Location
- 39110 Rebel Lane Pearl River, St. Tammany Parish, Louisiana 70452 United States 30°22′13″N 89°45′24″W﻿ / ﻿30.37036°N 89.75663°W

Information
- Type: Public
- Established: August 1968
- School district: St. Tammany Parish Public Schools
- Principal: Trece Jordan-Larsen
- Teaching staff: 59.22 (FTE)
- Grades: 9–12
- Enrollment: 861 (2023–2024)
- Student to teacher ratio: 14.54
- Schedule: 7:30am - 2:46pm
- Campus: Rural
- Colors: Red, White
- Mascot: The Colonel (former), Rebel (current)
- Nickname: Rebels
- Website: pearlriverhigh.stpsb.org

= Pearl River High School (Louisiana) =

Pearl River High School is a high school in Pearl River, Louisiana, United States, operated by the St.
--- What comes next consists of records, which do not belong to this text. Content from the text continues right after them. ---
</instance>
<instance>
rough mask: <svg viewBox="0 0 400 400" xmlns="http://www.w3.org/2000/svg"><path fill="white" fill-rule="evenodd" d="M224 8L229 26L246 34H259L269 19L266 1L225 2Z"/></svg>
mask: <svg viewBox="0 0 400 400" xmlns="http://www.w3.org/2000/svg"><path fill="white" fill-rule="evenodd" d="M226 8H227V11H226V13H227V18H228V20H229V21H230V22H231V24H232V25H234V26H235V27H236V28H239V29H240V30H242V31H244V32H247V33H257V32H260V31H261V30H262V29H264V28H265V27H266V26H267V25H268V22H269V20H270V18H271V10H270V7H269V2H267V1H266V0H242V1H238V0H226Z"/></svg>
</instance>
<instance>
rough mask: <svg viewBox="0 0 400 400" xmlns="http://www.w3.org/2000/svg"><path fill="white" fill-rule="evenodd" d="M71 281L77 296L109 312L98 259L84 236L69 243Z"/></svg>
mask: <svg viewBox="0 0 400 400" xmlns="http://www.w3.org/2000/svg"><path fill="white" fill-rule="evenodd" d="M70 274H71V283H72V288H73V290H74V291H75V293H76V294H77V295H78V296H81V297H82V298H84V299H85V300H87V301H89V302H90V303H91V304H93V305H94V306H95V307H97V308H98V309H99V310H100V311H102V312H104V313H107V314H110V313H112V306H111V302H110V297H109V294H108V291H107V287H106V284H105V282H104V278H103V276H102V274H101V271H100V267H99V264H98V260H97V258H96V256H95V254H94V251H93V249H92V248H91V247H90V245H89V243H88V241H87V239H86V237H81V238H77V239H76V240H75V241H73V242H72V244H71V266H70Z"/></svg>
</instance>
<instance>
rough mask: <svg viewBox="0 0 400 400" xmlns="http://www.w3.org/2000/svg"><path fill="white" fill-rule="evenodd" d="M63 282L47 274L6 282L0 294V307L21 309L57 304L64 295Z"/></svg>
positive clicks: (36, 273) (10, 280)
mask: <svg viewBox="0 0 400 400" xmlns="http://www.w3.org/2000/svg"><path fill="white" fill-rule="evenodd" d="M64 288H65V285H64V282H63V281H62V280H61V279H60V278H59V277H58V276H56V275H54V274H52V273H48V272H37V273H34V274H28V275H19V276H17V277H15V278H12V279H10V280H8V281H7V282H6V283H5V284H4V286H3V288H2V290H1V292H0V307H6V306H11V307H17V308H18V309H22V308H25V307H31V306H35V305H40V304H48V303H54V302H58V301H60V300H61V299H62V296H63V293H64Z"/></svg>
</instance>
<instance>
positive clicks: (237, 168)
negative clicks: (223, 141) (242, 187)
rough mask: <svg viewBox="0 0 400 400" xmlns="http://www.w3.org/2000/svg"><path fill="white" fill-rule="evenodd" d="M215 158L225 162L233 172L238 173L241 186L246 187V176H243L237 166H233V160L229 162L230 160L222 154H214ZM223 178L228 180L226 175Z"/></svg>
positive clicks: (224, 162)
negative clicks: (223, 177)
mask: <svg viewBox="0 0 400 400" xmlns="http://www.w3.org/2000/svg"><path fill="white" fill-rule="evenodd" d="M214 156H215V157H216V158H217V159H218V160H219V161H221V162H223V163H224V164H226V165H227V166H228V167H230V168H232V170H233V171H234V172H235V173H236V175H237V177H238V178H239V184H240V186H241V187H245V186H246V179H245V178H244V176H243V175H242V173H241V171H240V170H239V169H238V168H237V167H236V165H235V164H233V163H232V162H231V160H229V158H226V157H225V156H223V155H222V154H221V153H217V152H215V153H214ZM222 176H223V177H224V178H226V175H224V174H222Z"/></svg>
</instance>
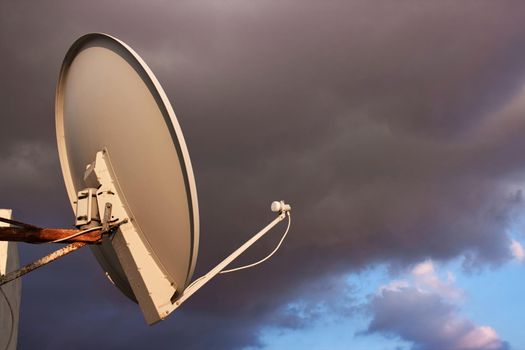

Tammany Parish School Board.

In addition to Pearl River it serves a small section of Slidell.

==History==

===Beginnings===
Milton Craddock's first campaign for the St. Tammany Parish School Board, Ward 8, included his dream for a high school in this area. Students from as far away as Talisheek were dropping out of school because it was a hardship in time and resources to attend Slidell High. Craddock was elected, and within his first six-year term a one wing Pearl River High School was erected on Taylor Drive. The street was so named because in April 1966, Mr. Albert Taylor (1908 - 1982) and his wife, Mildred (1909 - 1989) sold 30.06 acre of land to the School Board for $60,120.00 as a site for the new school. Craddock was helped by Sixth Ward Board Member "Siggy" Halverson, and in 1968 the school was completed. The school began with tenth grade, and added a grade each year until the first class graduated in 1971. There were about 42 graduates.

The high school begun the two-year renovation process in March 2016 by adding three new tennis courts. Renovation continued until December 2017. At completion, the school boasts a new mall-like hallway spanning the front of the school, renovations to the 1st and 2nd halls for the first time in nearly 30 years, as well as renovations to the gymnasium lobby and cafetorium. The school also added signage to the outside of the new building welcoming students. The school also went a renumbering of the halls.

===Administration and Curriculum===
From 1968 to 1981, Ewell L. Rowley was principal. A former agriculture teacher, he was charged with the difficult task of opening the school and guiding it during its formative years.

In summer 1981, Lawrence F. "Moose" Matulich, a former mathematics teacher and head football coach, was named the second principal. Mr. Matulich's daughter, Mary Lou Jordan, served as the Principal of Riverside Elementary School in Pearl River from 1992 to her retirement in June 2018.

Louis Austin was appointed the third principal in 1987 and, like Rowley, he was a former agriculture teacher.

Ronald "Ron" Styron became Pearl River's principal in 1992, having been assistant principal under Austin. He began a program incorporating principles of site-based management which included greater decision-making on the part of the faculty and staff.

Karen M. DeVillier was named Pearl River's first female principal and stayed from 1998 to 2003.

PRHS has been led by principal Michael E. Winkler since 2003. In 2010, he was given the 'Principal of the Year' award for St. Tammany Parish. He retired from the post of Principal on June 14, 2018. John Priola, former principal at Boyet Junior High in Slidell, Louisiana was the school's principal in May 2018 until June 2021, with Trece Jordan-Larsen becoming the current principal

Pearl River's strong elective program, including vocational courses, complemented a full range of traditional academic subjects. In 1985, the Board of Elementary and Secondary Education changed the diploma requirements, which triggered a curricular shift to one of a college preparatory nature.

Because of the increase in the number of credits needed for a diploma and the type of academic requirements, it became necessary in 1988 to move from a six-period to a seven-period day. This extra credit per school year afforded students a greater chance of graduating within the usual four year time frame. The school still runs of a seven-period day with two lunches due to construction during the 2016-2017 and 2017-2018 school years. It also stimulated curricular expansion which included classes such as speech, newspaper, yearbook, psychology, twentieth century American history, gifted and talented, AP Calculus and a multitude of dual-enrollment courses.

As the population of at-risk students increased parish-wide, so did the number of programs aimed at meeting their needs. Career Opportunity Preparation Education (COPE), Focus on Youth (FOCUS), and Technical Instruction of Mainstreamed Students (TIMS), are some of the major initiatives to address the special concerns of this new student population.

==Athletics==
Pearl River High athletics competes in the LHSAA.